NPO活動で芽生えた、「志高く頑張る人々の魅力を伝えたい」という想い

▲日本ケニア学生会議、第10期本会議は日本で開催

▲日本ケニア学生会議、第10期本会議は日本で開催

大学入学後すぐ「ケニアと関わりたい」という想いをかなえるため、自分にできる活動を探しました。そんな中、日本とケニアの大学生によって構成される学生団体「日本ケニア学生会議(JKSC)」を知り、4月末には加入することに。両国の学生メンバーが夏休みの期間を利用して、日本またはケニアに滞在して会議を開催するのが主な活動です。毎年テーマを決めてディスカッションやフィールドワークをしました。

大学2年生のときには、日本人側の委員長を務めることになり、会議の日本開催を成功させるためにメンバーと協力しながら奔走しました。この経験を経て、日本人メンバーとケニア人メンバー、全国の大学に散らばる日本人メンバーの関係性を深めるため、「相手にどのように伝えたら伝わるか?」と考えるコミュニケーションの基本について学んだように思います。

2年という期限が設けられていた「日本ケニア学生会議」の活動を終えた後は、「伝えること」について掘り下げたいと感じるように。そこで、大学生向けのウェブサイトで学生記者を始めました。各大学のサークル活動や学園祭の取材を中心に、ときには企業の社長インタビューといった貴重な経験をさせていただくこともありましたね。

それと同時に、大学生と高校生が対話する場をつくるNPO「カタリバ」、チャリティ音楽イベントの開催プログラムを通じた教育プログラムを実施しているNPO「ブラストビート」にも参加するように。このころは、「伝えること」を軸に、「文章で伝える」「話して伝える」「音楽で伝える」といった活動に打ち込んでいました。そしてNPOでの活動に取り組むうちに、「志高く頑張る人々の活動や魅力を伝えたい」という想いが芽生えるようになったんです。

就職活動では、当初、グローバルな海上運送業を中心とした物流業界を志望していました。その一方で、大学入学後からNPOの活動に力を注いできたこともあり、「NPOの活動を広める存在になりたい」と、PR業界も候補に。
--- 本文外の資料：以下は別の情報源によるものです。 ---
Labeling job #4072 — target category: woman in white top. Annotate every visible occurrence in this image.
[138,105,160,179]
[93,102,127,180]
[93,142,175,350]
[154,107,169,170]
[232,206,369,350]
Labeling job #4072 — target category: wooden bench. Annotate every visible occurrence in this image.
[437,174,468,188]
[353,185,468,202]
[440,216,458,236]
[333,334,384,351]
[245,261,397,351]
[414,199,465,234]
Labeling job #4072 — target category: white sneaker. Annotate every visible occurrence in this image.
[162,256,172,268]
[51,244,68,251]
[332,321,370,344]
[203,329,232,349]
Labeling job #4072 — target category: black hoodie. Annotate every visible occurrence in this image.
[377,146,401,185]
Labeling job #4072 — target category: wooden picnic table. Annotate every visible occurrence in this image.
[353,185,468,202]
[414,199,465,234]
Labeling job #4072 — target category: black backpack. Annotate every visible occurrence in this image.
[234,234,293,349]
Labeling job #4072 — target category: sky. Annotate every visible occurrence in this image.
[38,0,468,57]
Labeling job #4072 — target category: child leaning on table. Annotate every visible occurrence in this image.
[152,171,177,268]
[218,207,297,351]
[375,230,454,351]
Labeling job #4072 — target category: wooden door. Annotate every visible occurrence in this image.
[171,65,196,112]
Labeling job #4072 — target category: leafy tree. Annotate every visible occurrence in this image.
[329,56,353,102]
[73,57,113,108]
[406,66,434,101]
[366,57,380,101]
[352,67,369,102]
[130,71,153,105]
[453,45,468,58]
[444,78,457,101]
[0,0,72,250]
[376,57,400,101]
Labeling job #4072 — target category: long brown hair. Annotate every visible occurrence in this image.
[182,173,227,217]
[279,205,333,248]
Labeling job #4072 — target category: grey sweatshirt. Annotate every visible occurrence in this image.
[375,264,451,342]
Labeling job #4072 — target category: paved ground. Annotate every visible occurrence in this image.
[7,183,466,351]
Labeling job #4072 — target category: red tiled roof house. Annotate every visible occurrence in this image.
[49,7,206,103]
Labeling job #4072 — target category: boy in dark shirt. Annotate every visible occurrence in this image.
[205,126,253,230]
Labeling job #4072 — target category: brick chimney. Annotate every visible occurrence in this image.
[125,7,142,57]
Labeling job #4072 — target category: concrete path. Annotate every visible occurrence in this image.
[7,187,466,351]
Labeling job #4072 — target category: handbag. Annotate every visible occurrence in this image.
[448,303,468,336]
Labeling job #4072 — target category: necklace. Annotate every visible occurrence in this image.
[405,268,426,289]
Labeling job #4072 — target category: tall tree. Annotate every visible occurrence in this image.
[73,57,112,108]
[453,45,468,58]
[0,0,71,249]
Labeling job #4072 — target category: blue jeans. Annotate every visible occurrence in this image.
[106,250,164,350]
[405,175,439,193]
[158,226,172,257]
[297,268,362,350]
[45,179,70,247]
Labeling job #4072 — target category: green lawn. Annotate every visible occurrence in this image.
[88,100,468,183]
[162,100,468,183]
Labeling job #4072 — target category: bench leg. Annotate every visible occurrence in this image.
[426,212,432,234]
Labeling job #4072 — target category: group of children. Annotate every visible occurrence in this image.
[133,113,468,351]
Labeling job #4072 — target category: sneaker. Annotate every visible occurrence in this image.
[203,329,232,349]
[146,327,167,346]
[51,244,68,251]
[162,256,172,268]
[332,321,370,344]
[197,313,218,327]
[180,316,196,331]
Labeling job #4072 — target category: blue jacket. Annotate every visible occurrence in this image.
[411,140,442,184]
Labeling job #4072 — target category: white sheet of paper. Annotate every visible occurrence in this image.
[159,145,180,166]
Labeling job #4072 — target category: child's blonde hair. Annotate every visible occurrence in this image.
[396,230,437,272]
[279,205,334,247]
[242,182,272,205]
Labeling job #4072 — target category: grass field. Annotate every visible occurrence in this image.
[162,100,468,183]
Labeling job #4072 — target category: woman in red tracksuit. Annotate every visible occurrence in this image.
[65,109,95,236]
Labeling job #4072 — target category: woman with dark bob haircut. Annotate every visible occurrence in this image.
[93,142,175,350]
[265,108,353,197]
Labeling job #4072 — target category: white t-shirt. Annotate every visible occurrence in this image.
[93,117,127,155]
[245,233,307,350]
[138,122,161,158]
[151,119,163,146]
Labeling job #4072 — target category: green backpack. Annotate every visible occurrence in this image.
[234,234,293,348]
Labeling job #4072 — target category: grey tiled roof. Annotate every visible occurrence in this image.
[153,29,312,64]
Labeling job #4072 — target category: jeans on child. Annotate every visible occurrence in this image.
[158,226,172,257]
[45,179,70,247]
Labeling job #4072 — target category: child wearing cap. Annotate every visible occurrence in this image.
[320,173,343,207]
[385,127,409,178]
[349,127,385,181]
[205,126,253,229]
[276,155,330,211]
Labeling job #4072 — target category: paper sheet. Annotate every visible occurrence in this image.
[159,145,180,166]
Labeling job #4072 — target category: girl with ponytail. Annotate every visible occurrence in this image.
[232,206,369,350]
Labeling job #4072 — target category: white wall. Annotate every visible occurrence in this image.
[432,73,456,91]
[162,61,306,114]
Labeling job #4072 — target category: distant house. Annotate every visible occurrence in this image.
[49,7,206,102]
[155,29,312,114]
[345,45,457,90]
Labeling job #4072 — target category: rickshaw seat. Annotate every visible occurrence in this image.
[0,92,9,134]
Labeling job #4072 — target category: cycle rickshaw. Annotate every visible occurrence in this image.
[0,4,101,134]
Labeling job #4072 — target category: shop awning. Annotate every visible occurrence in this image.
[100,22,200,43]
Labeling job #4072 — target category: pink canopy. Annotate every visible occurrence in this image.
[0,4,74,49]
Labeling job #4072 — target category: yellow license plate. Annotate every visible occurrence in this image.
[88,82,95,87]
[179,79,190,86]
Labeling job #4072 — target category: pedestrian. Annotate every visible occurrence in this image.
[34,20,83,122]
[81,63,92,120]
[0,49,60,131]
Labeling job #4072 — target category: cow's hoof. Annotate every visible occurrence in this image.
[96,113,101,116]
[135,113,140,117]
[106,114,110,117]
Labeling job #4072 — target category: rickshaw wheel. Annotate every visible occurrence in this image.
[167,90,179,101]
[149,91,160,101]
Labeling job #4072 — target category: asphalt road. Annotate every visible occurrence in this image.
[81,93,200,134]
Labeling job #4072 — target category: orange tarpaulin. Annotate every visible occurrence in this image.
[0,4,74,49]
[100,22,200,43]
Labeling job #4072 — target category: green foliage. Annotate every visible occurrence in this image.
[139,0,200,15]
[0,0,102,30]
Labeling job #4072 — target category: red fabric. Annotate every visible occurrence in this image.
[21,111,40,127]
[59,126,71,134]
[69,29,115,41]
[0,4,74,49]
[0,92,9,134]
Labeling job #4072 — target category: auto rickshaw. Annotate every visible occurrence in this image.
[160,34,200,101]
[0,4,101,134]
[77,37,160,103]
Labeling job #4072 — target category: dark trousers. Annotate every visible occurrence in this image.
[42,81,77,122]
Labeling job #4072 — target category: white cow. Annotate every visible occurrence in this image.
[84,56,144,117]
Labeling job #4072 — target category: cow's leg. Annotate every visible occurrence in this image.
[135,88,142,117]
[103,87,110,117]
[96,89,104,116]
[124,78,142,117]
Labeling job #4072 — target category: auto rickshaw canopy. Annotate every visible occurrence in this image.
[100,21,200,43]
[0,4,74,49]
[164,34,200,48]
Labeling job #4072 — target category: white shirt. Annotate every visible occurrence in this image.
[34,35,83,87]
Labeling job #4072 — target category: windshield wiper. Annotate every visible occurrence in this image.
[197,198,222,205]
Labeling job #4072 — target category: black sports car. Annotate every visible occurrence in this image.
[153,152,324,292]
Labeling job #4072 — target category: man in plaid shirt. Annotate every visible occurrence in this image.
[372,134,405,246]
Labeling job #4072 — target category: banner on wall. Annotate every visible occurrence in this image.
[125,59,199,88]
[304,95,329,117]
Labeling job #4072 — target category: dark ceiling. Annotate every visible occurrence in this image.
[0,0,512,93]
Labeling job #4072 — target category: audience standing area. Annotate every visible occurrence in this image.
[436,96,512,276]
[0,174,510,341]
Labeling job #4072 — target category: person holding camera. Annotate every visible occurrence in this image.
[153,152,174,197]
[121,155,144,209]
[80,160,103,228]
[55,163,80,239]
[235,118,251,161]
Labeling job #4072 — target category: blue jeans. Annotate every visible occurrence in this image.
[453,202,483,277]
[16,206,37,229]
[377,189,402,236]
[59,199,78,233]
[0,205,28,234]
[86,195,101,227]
ところが、就職活動が本格化した2011年3月、東日本大震災が発生し、あらゆる企業で就職活動の延期を余儀なくされました。日本社会が揺らぐ混乱の中、「これからの時代は、いつ会社がなくなっても生きていけるようなスキルを身につける必要がある」と強く感じたんです。そこで個人でも事業を展開できるPRの道に進むことを決意し、総合PR会社に入社しました。

PR会社勤務の傍ら、NPOでプロボノ活動、大学院で広報を学び修士号取得

▲社会情報大学院大学の修了式で同級生たちと

▲社会情報大学院大学の修了式で同級生たちと

総合PR会社入社後は、食品や生活家電に始まり、外資のシステム会社から女性向けのスマホゲームまで、さまざまなPR案件を担当することに。一般向けイベントの開催や展示会の広報事務局の運営、メディアリレーションなど業務全般を経験しました。とくに私がやりがいを感じられたのは、一般向けのイベント現場です。ゲームショーに出展するクライアントのブースの企画・運営を担当していたとき、来場客の方々が展示ブースを体感して笑顔になり、クライアントが喜ぶ様子を目にした瞬間は感慨深かったですね。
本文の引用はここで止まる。